JENINE: Le 6 septembre au matin, les portables se sont soudainement mis à vibrer à Jénine. Six hommes du coin venaient de réussir l'impensable: s'évader d'une prison israélienne, une "victoire" pour les Palestiniens, écornée depuis par l'arrestation des meneurs de la bande.
"La première heure après l'annonce de l'évasion, nous étions remplis d'espoir. Nous nous disions, +s'il n'a pas été encore arrêté, il restera peut-être libre à jamais+", souffle Abou Antoine, l'oncle de Zakaria al-Zoubeidi, le plus connu des six évadés, qui a été écroué pour des attaques anti-israéliennes.

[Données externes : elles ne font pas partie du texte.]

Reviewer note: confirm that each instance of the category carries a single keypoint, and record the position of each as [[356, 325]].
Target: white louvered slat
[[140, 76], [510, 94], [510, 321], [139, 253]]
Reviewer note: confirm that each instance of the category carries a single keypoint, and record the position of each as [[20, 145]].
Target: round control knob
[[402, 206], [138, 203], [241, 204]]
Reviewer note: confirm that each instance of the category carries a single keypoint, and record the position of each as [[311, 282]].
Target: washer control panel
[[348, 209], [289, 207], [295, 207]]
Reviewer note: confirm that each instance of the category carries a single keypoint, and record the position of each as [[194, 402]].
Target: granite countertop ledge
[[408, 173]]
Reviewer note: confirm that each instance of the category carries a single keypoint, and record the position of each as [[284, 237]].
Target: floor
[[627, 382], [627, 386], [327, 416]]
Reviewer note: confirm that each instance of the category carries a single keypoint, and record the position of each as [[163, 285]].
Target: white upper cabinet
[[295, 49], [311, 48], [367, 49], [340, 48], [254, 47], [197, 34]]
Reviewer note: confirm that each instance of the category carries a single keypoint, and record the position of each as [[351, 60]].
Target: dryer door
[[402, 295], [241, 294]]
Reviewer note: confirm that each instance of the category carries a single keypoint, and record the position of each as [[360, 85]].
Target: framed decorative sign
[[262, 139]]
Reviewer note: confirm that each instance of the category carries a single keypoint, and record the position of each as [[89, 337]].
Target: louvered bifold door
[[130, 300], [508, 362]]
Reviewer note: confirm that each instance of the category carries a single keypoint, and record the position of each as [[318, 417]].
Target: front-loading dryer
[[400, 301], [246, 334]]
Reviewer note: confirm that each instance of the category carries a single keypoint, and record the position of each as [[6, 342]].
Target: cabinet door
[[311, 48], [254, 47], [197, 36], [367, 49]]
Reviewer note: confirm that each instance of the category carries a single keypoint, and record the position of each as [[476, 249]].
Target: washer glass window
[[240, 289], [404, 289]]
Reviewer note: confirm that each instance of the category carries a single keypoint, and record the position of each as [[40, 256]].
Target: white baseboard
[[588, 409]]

Zakaria al-Zoubeidi s'était fait connaître lors de la seconde Intifada, le soulèvement palestinien du début des années 2000, comme le leader des brigades des martyrs d'Al-Aqsa, la branche armée du parti laïc Fatah, dans le camp de Jénine, l'un des bastions de la contestation armée.
A Jénine, les posters décatis des "martyrs" de l'Intifada collent toujours aux murs comme si le soulèvement ici ne s'était jamais affadi. Mais depuis quelques jours, les affiches de nouveaux "héros", bien vivants ceux-là, les côtoient.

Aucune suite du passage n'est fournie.